To Our mind, when petitioner reemployed claimant on July 14, 1964, it. did so realizing the risk of possible liability it might incur for disability compensation in favor of claimant because petitioner had knowledge that claimant as their employee was disabled because of his previous disease of tuberculosis incurred while he was working with his employer, that even if claimant appeared to have recovered from his previous disease there was the risk that said disease might recur. If notwithstanding said knowledge of the risk involved in the re-employment of claimant, the petitioner nevertheless re-employed him, then petitioner must be ready to bear the burden of a possible liability for disability compensation upon the happening of second disability.

We fully concur with the view of the respondent Workmen’s Compensation Commission that "for every illness contracted and for every recurrence thereof, a corresponding cause of action accrues in favor of the injured or sick employee" and "by this is meant that a recurrence, or even a mere reactivation in some cases, of an illness gives rise to a cause of action distinct and separate from the cause of action brought about by the illness as originally contracted."
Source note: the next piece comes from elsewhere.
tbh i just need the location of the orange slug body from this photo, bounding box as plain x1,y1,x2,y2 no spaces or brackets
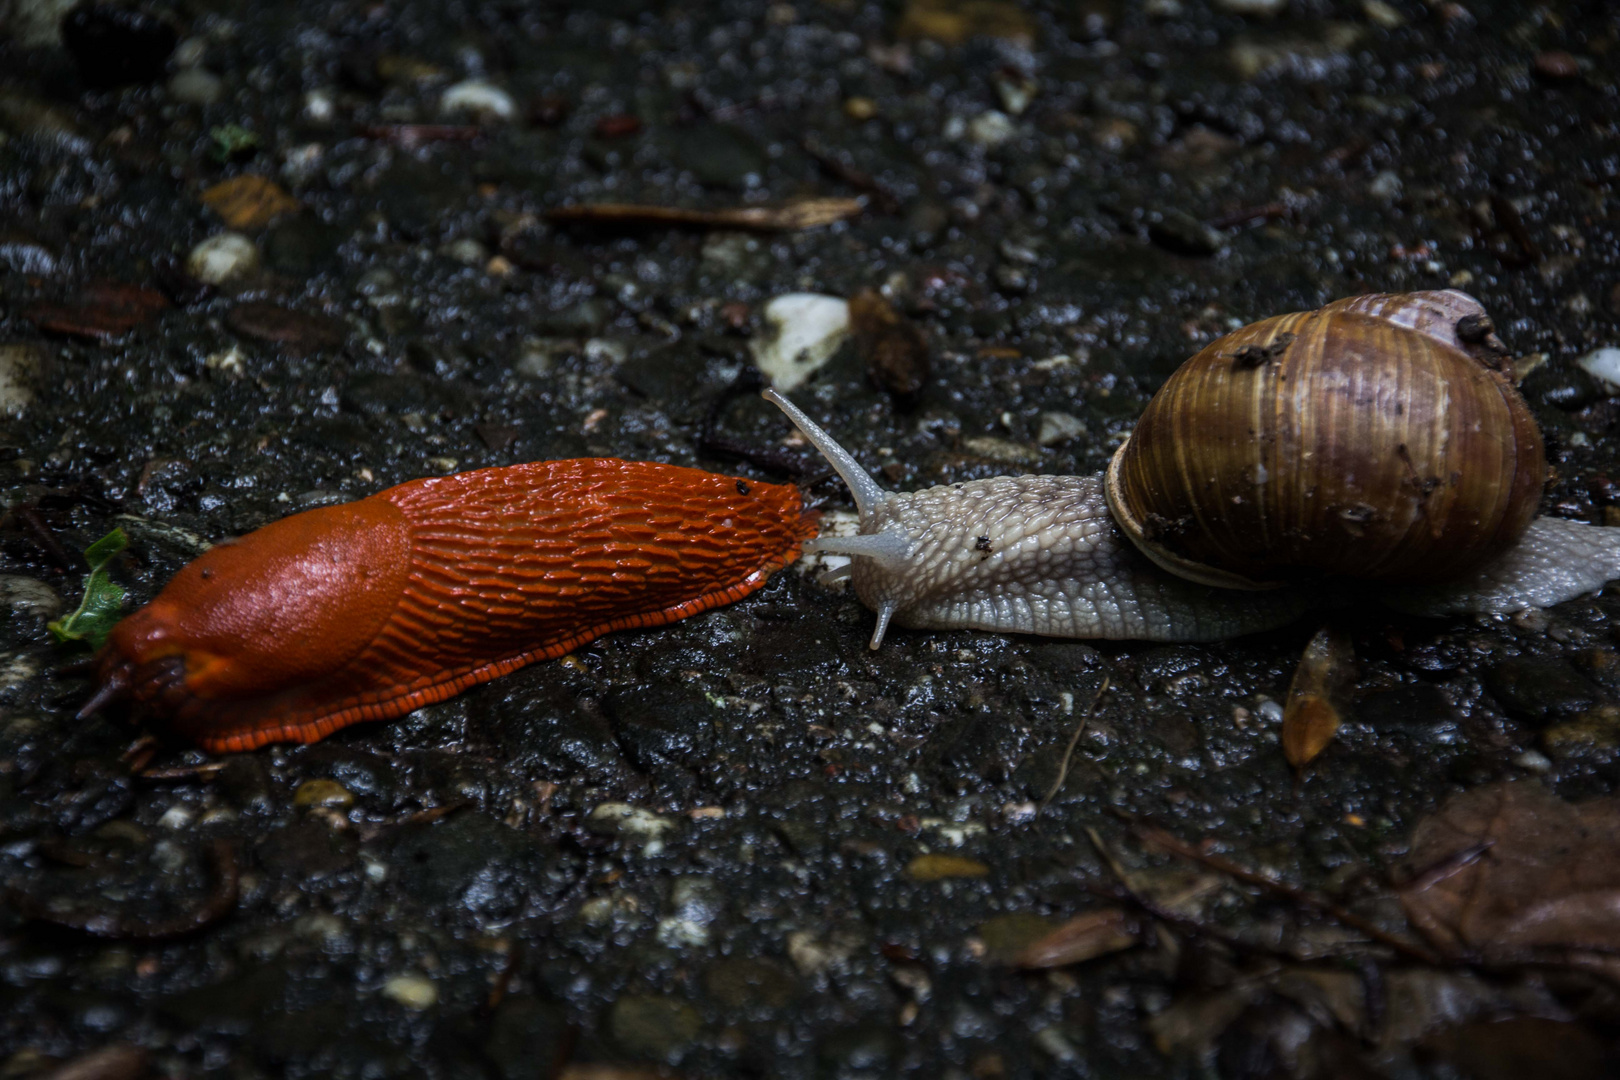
93,459,817,753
Stated otherwise, if the employer who has already become liable to the employee for disability compensation by reason of some disability incurred in the performance of his job in accordance with the provisions of the Workmen’s Compensation Act, reemploys the same employee then he accepts the risk that he shall again be liable for disability compensation in favor of the same employee should he be disabled again for a cause considered compensable under the same.
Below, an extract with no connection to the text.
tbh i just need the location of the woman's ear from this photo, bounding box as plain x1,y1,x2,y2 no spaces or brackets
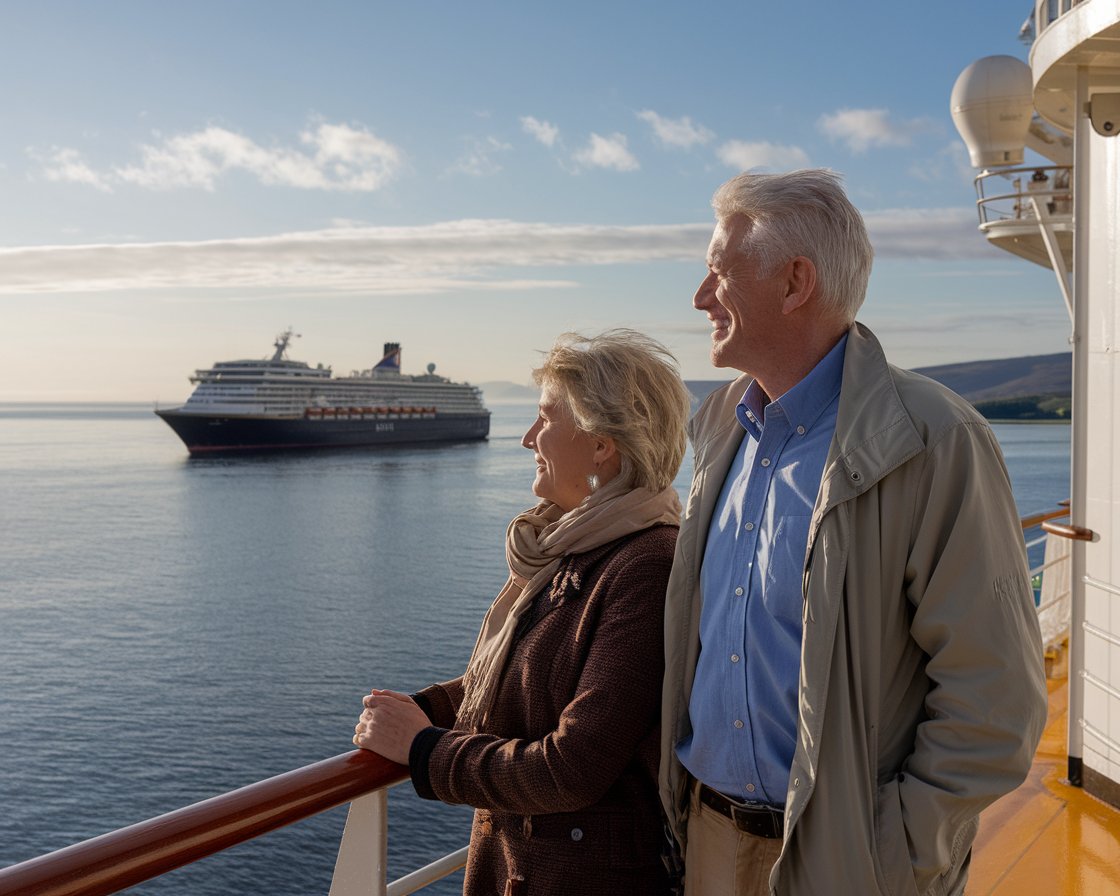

There is no doubt that the law applicable for purposes of determination of the maximum amount of compensation for the disability must be that which is enforced at the time the cause of action accrues, and as in this case the second disability occurred on July 24, 1964, when R.A. 4119 amending the Workmen’s Compensation Act allowing a maximum of P6,000 compensation was already in full force and effect since June 20, 1964, it logically follows that respondent Workmen’s Compensation Commission did not commit any error when it allowed a maximum of P6,000 compensation to the claimant for the second disability.

WHEREFORE, the decision dated February 29, 1968, of respondent Workmen’s Compensation Commission is affirmed, with costs against petitioner.

SO ORDERED.

Castro (Chairman), Teehankee, Makasiar, Muñoz Palma and Martin, JJ., concur.